If your application has complications that makes the FSR3 swapchain module unavailable, you might be able to integrate FSR3 frame generation module as is, but write your own swapchain logic. Assuming your renderer layer and present layer are properly separated, the renderer renders the scene, also generates an interpolated frame using FSR3 FG module, then sends two present requests to the present layer. The present requests might be something like my struct ScenePresentInfo above. The present layer presents interpolated and real frames.

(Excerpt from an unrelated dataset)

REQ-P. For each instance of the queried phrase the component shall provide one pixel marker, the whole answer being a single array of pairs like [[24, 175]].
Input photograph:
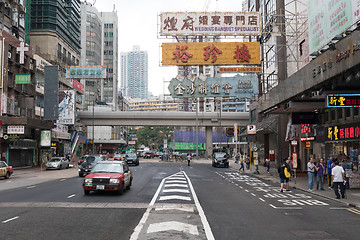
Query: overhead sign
[[343, 100], [326, 19], [210, 23], [211, 53], [22, 79], [240, 69], [66, 107], [251, 129], [238, 86], [15, 129], [86, 72]]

If DLSS and XeSS also provide separate modules or APIs for frame generation and swapchain interaction, you might be able to use their frame generation API but write your own swapchain logic. If they (possibly FSR4 too) forcefully take control of swapchain and hide FG works behind their drivers, as a programmer I think that's a bad engineering practice. I appreciate FSR3's approach.
DLSS and XeSS have MFG(Multi-Frame Generation). I guess that it's just generating N interpolated frames between previous real frame and current real frame, then presenting them in the order of (prev real frame -> interp frame 1 -> interp frame 2 -> ... -> interp frame N -> curr real frame) where each interp frame is displayed for T milliseconds when average frame time is T ms. So as N increases there's more input latency. Denoting P(t) = P0 + (P1 - P0) * t where P0 is prev frame, P1 is curr frame, 0 <= t <= 1, I expect 2x FG generates P(0.5). 3x FG would generate P(1/3) and P(2/3) and 4x FG would generate P(1/4), P(2/4), and P(3/4).
FSR, DLSS, and XeSS, all of them are just vendor implementation from GPU companies. Surely there were research papers for frame generation in the computer vision field already. If I can understand such papers, I'll be able to implement my own algorithm with HLSL, even machine learning based algorithms, given that now the hurdle for writing ML algorithms is getting low with the evolution of HLSL and Shader Model. It's already possible to 'emulate' ML algorithms with older SM but I guess the point of newer SM is that you can utilize RTX tensor cores with standard HLSL. For example, SM 6.10 introduces linalg, a matrix API.